The Bane of Every Teacher’s Existence

Students act out. The question is why?

  • It’s personal. They don’t like you. Never have, never will.
  • It’s karmic payback for the way you treated your teachers.
  • It’s a religious conspiracy. God placed them in your classroom to make your life as miserable as possible.
  • It’s in their nature, they can’t help it, their brains aren’t fully developed.
  • They are compensating for too little attention elsewhere.
  • They’re so hungry, they’re distracted.
  • They’re distracted and upset about other outside-of-school life challenges.
  • They don’t understand what you’re asking them to do.
  • They understand what you’re asking, but don’t have the necessary background skills and/or knowledge to successfully complete it.

Most of the time, it’s the last two. How frustrating would it be if you felt yourself falling behind your peers?

 

Who Will Hold Weinstein’s Lawyers To Account?

Harvey Weinstein tried to rape Rowena Chiu, a Miramax assistant, twenty one years ago after evaluating scripts with her in a Venice hotel. Chiu, who has a degree from Oxford in English Literature can write, so she tells a lucid and harrowing story that details how Weinstein, and others like him if we extrapolate, wreak havoc on their victims’ lives.

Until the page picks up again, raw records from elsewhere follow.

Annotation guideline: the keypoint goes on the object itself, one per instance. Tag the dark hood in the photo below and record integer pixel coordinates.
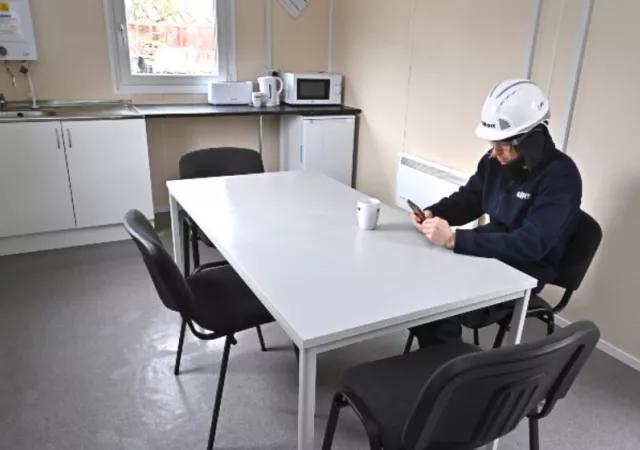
(535, 151)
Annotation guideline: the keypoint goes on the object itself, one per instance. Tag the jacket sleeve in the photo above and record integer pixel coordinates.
(465, 205)
(554, 209)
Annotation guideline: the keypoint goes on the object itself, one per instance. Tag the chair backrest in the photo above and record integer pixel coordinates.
(579, 253)
(479, 397)
(221, 161)
(167, 278)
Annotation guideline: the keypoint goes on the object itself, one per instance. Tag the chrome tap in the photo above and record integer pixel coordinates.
(24, 69)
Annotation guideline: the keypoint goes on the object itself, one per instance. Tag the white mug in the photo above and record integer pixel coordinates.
(368, 213)
(257, 98)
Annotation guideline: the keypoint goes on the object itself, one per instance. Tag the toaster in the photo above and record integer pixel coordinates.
(229, 92)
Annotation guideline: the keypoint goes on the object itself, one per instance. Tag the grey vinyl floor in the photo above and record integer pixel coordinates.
(87, 351)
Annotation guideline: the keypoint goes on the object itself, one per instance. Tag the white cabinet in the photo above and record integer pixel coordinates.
(34, 184)
(65, 183)
(109, 169)
(321, 143)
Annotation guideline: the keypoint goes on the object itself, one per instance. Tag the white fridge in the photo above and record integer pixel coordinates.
(321, 143)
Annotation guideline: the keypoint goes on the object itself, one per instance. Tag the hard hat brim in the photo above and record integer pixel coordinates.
(492, 135)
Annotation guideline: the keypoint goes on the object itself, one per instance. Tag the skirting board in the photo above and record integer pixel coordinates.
(61, 239)
(609, 348)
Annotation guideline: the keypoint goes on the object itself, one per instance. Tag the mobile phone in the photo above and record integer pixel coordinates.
(417, 210)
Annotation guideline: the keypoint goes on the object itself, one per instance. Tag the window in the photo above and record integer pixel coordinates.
(169, 46)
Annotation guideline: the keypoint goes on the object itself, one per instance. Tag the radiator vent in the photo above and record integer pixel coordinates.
(434, 170)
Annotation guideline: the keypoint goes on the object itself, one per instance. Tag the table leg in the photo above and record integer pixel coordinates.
(517, 320)
(260, 134)
(175, 231)
(517, 326)
(306, 398)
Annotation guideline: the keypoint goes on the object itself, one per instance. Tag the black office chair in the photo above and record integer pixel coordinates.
(214, 298)
(454, 396)
(213, 162)
(576, 261)
(580, 251)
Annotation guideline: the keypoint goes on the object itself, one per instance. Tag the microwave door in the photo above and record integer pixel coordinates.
(313, 89)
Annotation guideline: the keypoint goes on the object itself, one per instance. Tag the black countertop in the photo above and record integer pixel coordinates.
(99, 110)
(204, 109)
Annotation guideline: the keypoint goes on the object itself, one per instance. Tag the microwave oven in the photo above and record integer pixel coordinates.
(312, 88)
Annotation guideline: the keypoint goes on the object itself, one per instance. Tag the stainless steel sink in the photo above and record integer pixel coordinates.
(17, 113)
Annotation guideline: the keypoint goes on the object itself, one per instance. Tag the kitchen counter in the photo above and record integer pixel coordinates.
(73, 111)
(93, 110)
(204, 109)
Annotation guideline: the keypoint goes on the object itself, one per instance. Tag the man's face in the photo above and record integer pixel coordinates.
(503, 152)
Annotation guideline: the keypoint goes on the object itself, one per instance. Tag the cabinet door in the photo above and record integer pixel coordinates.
(328, 146)
(34, 183)
(109, 169)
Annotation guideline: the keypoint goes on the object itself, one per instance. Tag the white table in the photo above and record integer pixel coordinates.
(293, 238)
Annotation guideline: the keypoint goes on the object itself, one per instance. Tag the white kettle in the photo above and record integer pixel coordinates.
(268, 86)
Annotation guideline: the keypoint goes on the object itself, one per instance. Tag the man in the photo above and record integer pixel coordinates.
(530, 190)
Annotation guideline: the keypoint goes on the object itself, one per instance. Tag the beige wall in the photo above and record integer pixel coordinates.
(375, 80)
(603, 143)
(453, 66)
(419, 69)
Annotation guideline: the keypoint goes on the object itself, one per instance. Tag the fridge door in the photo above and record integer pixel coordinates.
(327, 146)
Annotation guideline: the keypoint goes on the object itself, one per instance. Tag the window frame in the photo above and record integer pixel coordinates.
(126, 83)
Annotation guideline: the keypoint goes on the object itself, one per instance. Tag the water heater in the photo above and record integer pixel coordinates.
(16, 31)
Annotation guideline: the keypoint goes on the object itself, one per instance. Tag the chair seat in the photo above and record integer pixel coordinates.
(390, 387)
(538, 304)
(223, 303)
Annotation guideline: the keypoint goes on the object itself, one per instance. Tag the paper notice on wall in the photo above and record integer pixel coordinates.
(10, 29)
(294, 7)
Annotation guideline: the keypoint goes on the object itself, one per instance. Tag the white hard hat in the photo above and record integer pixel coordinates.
(512, 107)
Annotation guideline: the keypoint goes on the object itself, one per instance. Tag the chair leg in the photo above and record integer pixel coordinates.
(176, 368)
(551, 324)
(195, 249)
(534, 443)
(218, 400)
(332, 422)
(407, 346)
(261, 339)
(502, 331)
(186, 259)
(296, 350)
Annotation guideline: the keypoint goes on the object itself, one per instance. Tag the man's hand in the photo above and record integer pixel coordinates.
(439, 232)
(416, 221)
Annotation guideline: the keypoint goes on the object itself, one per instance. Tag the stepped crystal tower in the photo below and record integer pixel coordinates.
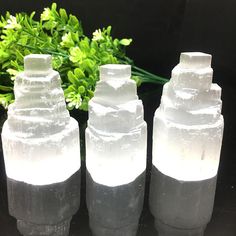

Props to you for getting this far in the post.

But will you take the 7-8 minutes required to read her story or is it too unpleasant a topic for a fall weekend? Are you giving in to a MeToo malaise? I hope not, women who have suffered sexual abuse deserve much better. And given the intense silencing of victims that Chiu details, we’re really just getting started understanding the breadth and depth of the problem.

Chiu reflects:

“I’ve had many years to ruminate on how I fell into Harvey’s trap, and the best way to understand it is through the four power dynamics of gender, race, seniority and wealth.”

Power over. Power over. Power over. Power over.

I shudder to think Weinstein may leverage his immense wealth to avoid spending the rest of his life in prison. In the U.S. we talk sporadically about growing inequality, but not nearly enough about how that growing inequality creates two distinct judicial systems.

Granted, our legal system depends upon everyone receiving a robust defense when charged with a crime, but what about before then, how is it okay for lawyers to enable monsters to continue committing crimes indiscriminately by strong arming victims into non-disclosure agreements? Why can’t we go after those attorneys and get them disbarred for moral turpitude? It’s not enough to ask “How do they sleep at night?”